We are pleased to announce a new package, sort, available in mops. It is meant to bundle various types of sorting algorithms in one package and is optimised for performance. The initial version contains bucket sort, radix sort and merge sort for keys of type Nat32.
All algorithms work on VarArray input and are in-place sorts.
The implementations outperform all previously available sort algorithms in Motoko in terms of instructions and memory (see benchmarks further below).

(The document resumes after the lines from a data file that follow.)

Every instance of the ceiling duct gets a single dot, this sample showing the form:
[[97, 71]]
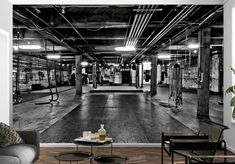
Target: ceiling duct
[[177, 19], [142, 17], [71, 25]]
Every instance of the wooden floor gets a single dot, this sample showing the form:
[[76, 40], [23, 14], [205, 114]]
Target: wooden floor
[[136, 155]]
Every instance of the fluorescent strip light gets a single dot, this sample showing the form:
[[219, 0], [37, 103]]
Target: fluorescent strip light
[[53, 56], [193, 46], [164, 56], [125, 48], [30, 47], [84, 63], [16, 48]]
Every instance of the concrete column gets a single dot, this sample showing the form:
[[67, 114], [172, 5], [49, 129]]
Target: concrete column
[[94, 75], [78, 77], [204, 72], [153, 85], [228, 62], [137, 81], [141, 75]]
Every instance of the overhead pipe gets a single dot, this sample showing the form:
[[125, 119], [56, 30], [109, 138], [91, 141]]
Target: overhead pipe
[[145, 23], [179, 36], [171, 27], [141, 18], [180, 16], [37, 26], [157, 26], [51, 27], [167, 26], [137, 15], [62, 15], [140, 24]]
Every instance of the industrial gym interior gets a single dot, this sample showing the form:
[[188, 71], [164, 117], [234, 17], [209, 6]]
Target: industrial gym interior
[[138, 69]]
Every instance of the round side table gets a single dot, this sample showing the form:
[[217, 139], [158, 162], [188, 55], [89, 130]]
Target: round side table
[[73, 156], [110, 159]]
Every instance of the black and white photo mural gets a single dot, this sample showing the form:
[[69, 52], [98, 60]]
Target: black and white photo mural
[[137, 70]]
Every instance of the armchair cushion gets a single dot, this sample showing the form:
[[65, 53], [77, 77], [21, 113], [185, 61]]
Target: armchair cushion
[[9, 136]]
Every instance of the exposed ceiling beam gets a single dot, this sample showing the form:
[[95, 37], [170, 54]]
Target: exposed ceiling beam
[[118, 2]]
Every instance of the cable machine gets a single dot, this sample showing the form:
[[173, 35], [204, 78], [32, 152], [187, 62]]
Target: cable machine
[[49, 79], [175, 82]]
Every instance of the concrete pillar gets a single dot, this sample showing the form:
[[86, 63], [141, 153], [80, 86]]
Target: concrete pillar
[[78, 77], [153, 85], [137, 81], [204, 72], [228, 62], [94, 75]]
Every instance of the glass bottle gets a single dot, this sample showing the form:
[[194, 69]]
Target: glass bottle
[[102, 132]]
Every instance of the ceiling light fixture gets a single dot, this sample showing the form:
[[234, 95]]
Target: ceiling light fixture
[[84, 63], [30, 47], [127, 48], [164, 56], [193, 46], [53, 56], [16, 48]]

As counting based algorithms, bucket sort and radix sort require keys with bits.
The package currently requires keys to be of type Nat32. Versions for other key types such as Nat64, Int32/64 or Blob are planned for the future based on demand. Please request what you need.

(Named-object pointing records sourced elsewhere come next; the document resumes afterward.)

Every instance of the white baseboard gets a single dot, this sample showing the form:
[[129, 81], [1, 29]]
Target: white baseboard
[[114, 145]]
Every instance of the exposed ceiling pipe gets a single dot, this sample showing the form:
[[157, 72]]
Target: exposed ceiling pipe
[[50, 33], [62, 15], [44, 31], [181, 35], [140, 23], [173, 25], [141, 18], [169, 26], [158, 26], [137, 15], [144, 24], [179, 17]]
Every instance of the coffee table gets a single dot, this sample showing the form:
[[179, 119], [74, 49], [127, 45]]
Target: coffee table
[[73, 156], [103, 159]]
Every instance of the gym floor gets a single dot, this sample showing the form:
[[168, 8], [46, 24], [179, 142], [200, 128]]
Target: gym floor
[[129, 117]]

Merge sort is comparison based but at this point is also only implemented for key type Nat32 in this package. For merge sort with arbitrary keys, requiring only a compare function, see this motoko-core PR instead: Optimize sort. by AStepanov25 · Pull Request #453 · caffeinelabs/motoko-core · GitHub The PR replaces VarArray.sort in motoko-core with the merge sort of this package, re-written for a generic compare function. The PR is about twice as fast while using only half the memory as core’s old VarArray.sort.
Which algorithm should you use? Radix sort does not have a worst case (or worst case = average case). But bucket sort is faster in the average case. Merge sort is slower but uses the least amount of memory. Both bucket sort and radix sort internally fall back on merge sort for small input, so there is no need to do that manually.
Some recommendations:
- Use radix sort when the distribution of keys in the input is unknown or known to be highly non-uniform. It’s speed is independent of the distribution.
- Use radix sort if tight control of the worst case performance is required. For example, if the key distribution in the input can be controlled by an adversary.
- Use bucket sort if the distribution is known to be close to uniform.
- Use bucket sort for best performance in the average case.
Optional: for bucket sort and radix sort, if the full key space isn’t used then you can speed up the sort by passing in an upper bound for the keys. In some cases it may be worth calculating the maximum key value by doing one extra pass over data before calling sort.
The bucket sort implementation was inspired by motoko-sort (also see this forum thread). We improved instructions a little bit and memory by a lot. But motoko-sort provides many key types where we currently only support Nat32.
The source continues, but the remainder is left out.